Many of the questions raised in The Witching Hour are laid to rest in Lasher. The third book in the trilogy, Taltos, I felt was unneeded. It felt as if the author was too involved in her characters and was having a hard time letting go. As a result, I had a hard time getting through the book and would not recommend it unless you are just a diehard fan. Three other books follow spurs from the Mayfair family tree- Merrick, Blackwood Farm, and Blood Canticle.  These books weave the Vampire Chronicles and Mayfair Witches Trilogy together with familiar faces and unique story lines.

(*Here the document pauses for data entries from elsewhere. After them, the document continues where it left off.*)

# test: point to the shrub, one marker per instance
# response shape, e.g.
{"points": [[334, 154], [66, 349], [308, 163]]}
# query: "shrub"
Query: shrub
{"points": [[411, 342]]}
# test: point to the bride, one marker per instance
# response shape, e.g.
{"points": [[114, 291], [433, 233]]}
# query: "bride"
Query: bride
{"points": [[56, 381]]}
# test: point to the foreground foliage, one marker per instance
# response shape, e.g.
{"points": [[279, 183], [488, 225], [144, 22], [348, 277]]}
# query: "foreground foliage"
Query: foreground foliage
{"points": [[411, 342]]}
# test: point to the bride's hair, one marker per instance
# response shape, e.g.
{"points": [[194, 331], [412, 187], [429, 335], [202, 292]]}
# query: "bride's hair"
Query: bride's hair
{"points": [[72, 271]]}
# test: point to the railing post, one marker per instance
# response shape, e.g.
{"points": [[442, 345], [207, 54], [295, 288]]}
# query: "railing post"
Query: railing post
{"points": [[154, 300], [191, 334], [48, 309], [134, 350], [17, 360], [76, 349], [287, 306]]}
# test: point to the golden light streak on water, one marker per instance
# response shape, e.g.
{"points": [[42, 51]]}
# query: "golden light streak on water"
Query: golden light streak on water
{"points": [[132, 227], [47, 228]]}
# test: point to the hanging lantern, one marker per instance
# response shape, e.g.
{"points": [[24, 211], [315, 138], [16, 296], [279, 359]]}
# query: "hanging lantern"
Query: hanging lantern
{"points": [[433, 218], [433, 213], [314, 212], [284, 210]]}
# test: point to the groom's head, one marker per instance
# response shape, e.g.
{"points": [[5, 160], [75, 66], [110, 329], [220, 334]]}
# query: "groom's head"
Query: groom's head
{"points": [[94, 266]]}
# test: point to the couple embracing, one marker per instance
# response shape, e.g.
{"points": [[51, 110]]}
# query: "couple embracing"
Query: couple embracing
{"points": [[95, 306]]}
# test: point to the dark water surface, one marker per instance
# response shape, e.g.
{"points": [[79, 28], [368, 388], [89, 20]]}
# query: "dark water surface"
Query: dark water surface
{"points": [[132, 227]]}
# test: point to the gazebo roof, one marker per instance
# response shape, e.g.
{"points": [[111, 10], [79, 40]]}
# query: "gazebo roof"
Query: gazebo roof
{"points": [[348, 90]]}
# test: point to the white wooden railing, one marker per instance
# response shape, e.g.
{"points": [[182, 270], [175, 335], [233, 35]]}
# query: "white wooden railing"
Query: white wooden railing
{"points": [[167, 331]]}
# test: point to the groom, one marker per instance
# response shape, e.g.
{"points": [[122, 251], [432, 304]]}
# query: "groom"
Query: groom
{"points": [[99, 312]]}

The Witching Hour provides a beautiful portrait of New Orleans and the Garden District, narrating a history in such a lovely way that you never doubt the love Anne Rice has for her city of birth. She lived there on a grand property (much like the Mayfair family home) for much of her 41 year marriage, selling and making the exodus to California to be closer to her son after her husband’s death. She writes of her city as a lover recounts infatuation with their beloved; New Orleans runs through the very veins of this author and I’m sure more than one reader of her work if traveling down the French Quarter, has turned their head to see if a vampire is lurking in the shadows behind them.

I rate The Witching Hour 4 out of 5 stars, recommending it only to a reader who has the time and energy to put into reading it. It’s a book clocking in at over 950 pages and takes a few chapters before you really get into it. Be prepared to expect and accept the unexpected and throw out the idea that anything can be taken at face value. Anne Rice dictates and categorizes the natures of the supernatural in a way that makes you wonder what sort of otherworldly company she keeps.